Reality Check: We’re Overspending

Bad revenue collections and updated projections highlight a big problem in the state budget: We are spending more than we are collecting. The problem is much worse than a recent shortfall—spending has been exceeding revenue for several years, and the gap will widen.

In February, as part of the proposed budget, the Budget Office forecast General Fund revenues would come in $232 million above the original estimates for the year. But February and March numbers came in well short of expectations. Following April, the state is still $67 million above estimates for the year, but short (and unlikely to hit) the number included in the proposed budget. Lower than expected sales taxes drove recent shortfalls—evidence that the federal payroll tax increase in January is hurting the state, as people have less take- home pay to spend.
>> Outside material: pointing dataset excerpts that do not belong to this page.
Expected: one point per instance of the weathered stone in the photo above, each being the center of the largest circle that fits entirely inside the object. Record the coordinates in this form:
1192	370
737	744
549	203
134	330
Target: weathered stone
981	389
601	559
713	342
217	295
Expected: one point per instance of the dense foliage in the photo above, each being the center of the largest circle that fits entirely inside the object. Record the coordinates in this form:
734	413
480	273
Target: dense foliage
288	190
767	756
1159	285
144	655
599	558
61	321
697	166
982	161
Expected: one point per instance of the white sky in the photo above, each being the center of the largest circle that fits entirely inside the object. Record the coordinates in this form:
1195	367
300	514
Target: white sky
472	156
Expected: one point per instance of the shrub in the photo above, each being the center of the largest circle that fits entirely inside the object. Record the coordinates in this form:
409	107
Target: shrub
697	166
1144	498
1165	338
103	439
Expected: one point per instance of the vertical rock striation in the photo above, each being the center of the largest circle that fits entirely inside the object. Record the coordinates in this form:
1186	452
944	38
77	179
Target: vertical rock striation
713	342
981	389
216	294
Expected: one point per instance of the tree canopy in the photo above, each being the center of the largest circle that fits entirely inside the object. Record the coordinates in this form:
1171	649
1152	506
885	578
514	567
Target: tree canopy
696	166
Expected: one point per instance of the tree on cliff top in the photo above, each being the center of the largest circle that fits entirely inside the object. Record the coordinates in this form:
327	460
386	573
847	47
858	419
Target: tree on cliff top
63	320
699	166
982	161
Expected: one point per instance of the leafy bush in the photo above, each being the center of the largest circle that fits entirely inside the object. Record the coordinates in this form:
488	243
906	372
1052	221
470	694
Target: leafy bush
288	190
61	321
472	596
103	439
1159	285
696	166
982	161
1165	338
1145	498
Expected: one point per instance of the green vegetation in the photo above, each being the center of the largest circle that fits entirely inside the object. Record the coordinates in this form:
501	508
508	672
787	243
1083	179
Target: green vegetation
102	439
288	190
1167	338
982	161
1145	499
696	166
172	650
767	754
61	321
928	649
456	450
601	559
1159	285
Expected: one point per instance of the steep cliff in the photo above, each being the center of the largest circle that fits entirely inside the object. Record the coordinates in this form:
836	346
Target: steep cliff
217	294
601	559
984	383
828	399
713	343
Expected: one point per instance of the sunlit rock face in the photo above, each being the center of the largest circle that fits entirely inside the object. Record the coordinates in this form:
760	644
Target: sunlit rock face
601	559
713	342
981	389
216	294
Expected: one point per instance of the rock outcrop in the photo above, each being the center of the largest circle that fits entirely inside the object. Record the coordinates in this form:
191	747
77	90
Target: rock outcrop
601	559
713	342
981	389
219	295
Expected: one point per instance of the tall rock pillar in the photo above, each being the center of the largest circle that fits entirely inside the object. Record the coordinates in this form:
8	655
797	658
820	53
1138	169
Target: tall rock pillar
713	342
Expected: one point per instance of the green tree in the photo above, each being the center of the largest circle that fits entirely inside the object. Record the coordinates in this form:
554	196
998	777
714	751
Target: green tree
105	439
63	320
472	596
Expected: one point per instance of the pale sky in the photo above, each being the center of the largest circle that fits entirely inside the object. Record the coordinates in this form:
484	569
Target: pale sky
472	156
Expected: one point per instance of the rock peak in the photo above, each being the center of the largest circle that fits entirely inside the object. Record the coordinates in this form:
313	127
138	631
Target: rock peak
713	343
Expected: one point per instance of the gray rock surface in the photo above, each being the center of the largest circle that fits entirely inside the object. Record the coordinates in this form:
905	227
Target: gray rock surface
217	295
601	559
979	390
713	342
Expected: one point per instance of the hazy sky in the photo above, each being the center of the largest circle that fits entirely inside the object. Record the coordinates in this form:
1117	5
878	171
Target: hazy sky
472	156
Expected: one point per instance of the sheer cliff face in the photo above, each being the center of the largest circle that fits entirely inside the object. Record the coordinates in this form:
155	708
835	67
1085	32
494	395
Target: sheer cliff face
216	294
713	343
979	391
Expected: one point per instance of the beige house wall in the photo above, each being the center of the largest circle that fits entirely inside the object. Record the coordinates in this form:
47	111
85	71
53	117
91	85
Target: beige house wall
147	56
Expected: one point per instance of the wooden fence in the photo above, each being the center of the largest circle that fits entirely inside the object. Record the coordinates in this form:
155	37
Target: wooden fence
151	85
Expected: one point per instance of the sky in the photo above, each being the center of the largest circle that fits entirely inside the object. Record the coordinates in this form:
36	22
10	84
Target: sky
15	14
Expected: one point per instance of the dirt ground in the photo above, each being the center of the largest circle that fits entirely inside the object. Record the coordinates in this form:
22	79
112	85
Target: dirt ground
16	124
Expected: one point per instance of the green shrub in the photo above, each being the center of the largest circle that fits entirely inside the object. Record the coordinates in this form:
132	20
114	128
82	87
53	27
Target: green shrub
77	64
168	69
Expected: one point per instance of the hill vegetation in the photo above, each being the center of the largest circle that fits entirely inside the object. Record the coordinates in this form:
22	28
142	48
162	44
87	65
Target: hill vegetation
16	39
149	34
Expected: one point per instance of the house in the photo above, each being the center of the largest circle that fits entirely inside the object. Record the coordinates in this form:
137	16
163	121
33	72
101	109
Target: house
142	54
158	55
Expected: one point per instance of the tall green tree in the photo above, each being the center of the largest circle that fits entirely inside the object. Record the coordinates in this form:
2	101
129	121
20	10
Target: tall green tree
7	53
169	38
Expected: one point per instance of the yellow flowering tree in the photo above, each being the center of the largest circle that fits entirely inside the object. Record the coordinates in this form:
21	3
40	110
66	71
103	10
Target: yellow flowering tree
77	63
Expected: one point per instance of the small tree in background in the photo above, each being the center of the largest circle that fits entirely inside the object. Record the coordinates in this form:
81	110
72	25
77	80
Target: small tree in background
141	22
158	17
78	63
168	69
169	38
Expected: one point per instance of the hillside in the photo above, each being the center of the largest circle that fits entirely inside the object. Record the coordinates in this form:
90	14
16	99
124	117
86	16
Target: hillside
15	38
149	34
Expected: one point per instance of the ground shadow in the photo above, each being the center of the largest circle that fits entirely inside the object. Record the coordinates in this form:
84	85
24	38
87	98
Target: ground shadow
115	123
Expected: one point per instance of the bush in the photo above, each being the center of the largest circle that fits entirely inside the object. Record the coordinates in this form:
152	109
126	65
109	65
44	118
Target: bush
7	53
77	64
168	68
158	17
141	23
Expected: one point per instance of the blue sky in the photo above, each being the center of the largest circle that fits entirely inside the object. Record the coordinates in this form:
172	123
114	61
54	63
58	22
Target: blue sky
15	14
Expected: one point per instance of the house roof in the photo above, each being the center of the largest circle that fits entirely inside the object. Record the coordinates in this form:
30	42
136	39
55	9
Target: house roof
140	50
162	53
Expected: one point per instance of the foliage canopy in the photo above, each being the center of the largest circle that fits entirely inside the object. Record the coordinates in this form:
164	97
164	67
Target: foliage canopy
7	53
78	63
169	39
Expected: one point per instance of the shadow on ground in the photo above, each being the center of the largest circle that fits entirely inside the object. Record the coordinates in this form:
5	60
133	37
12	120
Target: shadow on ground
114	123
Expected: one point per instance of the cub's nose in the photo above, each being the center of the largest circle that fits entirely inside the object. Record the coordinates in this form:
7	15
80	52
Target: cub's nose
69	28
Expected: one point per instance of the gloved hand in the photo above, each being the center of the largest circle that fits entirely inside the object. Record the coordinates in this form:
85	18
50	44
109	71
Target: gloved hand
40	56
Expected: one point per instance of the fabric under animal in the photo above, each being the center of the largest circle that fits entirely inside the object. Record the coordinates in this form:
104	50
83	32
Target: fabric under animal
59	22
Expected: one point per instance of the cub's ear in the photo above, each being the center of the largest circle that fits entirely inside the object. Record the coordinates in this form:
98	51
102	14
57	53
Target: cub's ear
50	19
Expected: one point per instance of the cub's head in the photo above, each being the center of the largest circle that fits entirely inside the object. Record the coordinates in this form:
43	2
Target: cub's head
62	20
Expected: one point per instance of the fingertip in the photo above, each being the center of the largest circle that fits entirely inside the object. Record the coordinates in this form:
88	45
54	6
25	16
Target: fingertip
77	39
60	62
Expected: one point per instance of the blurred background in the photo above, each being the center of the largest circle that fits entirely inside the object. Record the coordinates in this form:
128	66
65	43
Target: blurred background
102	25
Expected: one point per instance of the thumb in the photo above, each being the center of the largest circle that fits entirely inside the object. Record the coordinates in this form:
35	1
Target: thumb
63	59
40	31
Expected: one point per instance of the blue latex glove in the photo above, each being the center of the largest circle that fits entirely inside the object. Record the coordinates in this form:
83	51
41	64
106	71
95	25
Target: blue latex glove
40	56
Adding further worry, the Independent Fiscal Office (IFO) released projections for next year which are about $320 million less than than the amount forecast in February.

This shouldn’t cause panic, but those who hoped for more money to spend will be disappointed. But what is often overlooked is that the state is spending more than revenue this year and in the proposed budget. With the new numbers those gaps are much larger, and in fact, that level of spending would be impossible, as the state would exhaust its fund reserve (see table below).

Proposed Budget (February)


IFO Estimates (May)


2012-13 2013-14 2012-13 2013-14
Total Revenue $28,822 $29,251 $28,580 $28,930
Refunds -$1,300 -$1,325 -$1,300 -$1,325
Net Revenue $27,522 $27,926 $27,280 $27,605
Appropriations $27,761 $28,440 $27,761 $28,440
Revenue – Spending -$239 -$514 -$481 -$835
Prior Lapses $100 $0 $100 $0
Current Lapses $10 $0 $10 $0
Beginning Balance $673 $544 $673 $302
Ending Balance $544 $30 $302 -$533

The recent shortfall is part of a long-term fiscal crisis. Spending has been exceeding revenue for several years, and the gap will widen in the future. In December, the IFO released analysis show spending was likely to grow significantly faster than revenue over the next few years.

The two main drivers of this crisis: Medicaid spending and pension costs. In other words, we need real reform to slow unsustainable Medicaid spending, rather than expanding the beleaguered program. It also means we must tackle pension reform to prepare for the tsunami that will hit taxpayers over the coming years.

The recent bad economic news puts pressure on lawmakers to balance next year’s budget by June 30, but the more important challenge is putting our fiscal house in order.